This is a cross-promoted blog post, originally posted on the VMware blog. View the original blog post here.
The future runs through the office of the CIO. For years considered a minor player in the C-suite, CIOs now find themselves thrust onto the center stage of one of the most profound business transformations in history. Indeed, it could be argued that, in many respects, with technology so important to an organization’s continuing viability and success, no other business executive holds more responsibility for the future of an organization than the CIO.
“The role of the CIO is changing now,” says Bask Iyer, CIO, VMware and Dell Technologies. “It is evolving and growing larger as the importance of information grows.”
Minimizing impact. Driving transformation.
The central issue is that technology is blending into the mainstream as every organization needs to integrate technology, software, and applications into every aspect of the business in order to compete in this digital age. It’s almost a cliché to say that cloud is the great disruptor, but the reality is that all organizations, sooner or later, are going to operate across both private and public clouds. And CIOs, as the executives charged with their organizations’ technology systems, are expected to guide this digital transformation of every aspect of their business.
But their role is complicated by another set of responsibilities. While tasked with driving business transformation, CIOs are also expected to minimize the impact of these changes on their organizations and keep the trains running.
A delicate balance of these two responsibilities is changing the role of the CIO, just as it is changing the fundamentals of what it means to do business in the 21st century.

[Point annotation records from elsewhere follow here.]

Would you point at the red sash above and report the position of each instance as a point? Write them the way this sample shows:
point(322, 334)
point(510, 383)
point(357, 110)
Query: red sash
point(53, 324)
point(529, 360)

This duality means that CIOs have had to expand their traditional focus beyond operational efficiency and risk mitigation. Traditionally, the CIO’s role was almost entirely operational, with the primary responsibilities as basic as keeping the email system running, the network up, and office application and equipment cycles refreshed. The focus was primarily internal.
But now, businesses are dealing with a new set of external competitors and security threats. Organizations cannot afford to ignore the digital curve that will leave them vulnerable to both. Companies need more agile, cost-efficient networking structures that will allow them to operate at the new speed of business.
A global mindset
To help their organizations successfully navigate their way through these challenges, CIOs “must become advocates for a culture of IT evolution. They need to take big risks,” Iyer says, even when the way forward or the immediate business value is not always clear.
To drive the business forward despite this uncertainty, CIOs must have the correct mindset to succeed. That means understanding their organization’s overall business strategy and how to approach each task innovatively.
The CIO is the right person to lead this culture change because the revolution is happening squarely within information technology.
“CIOs understand trends and speak business lingo,” says Iyer. “They mingle with venture capitalists and, especially in Silicon Valley, are plugged into start-ups.” Due to their budgeting responsibilities, CIOs also tend to be savvy with financials and “tend to have the most global mindset,” Iyer says, as they actively nurture careers and manage hundreds to thousands of people around the globe.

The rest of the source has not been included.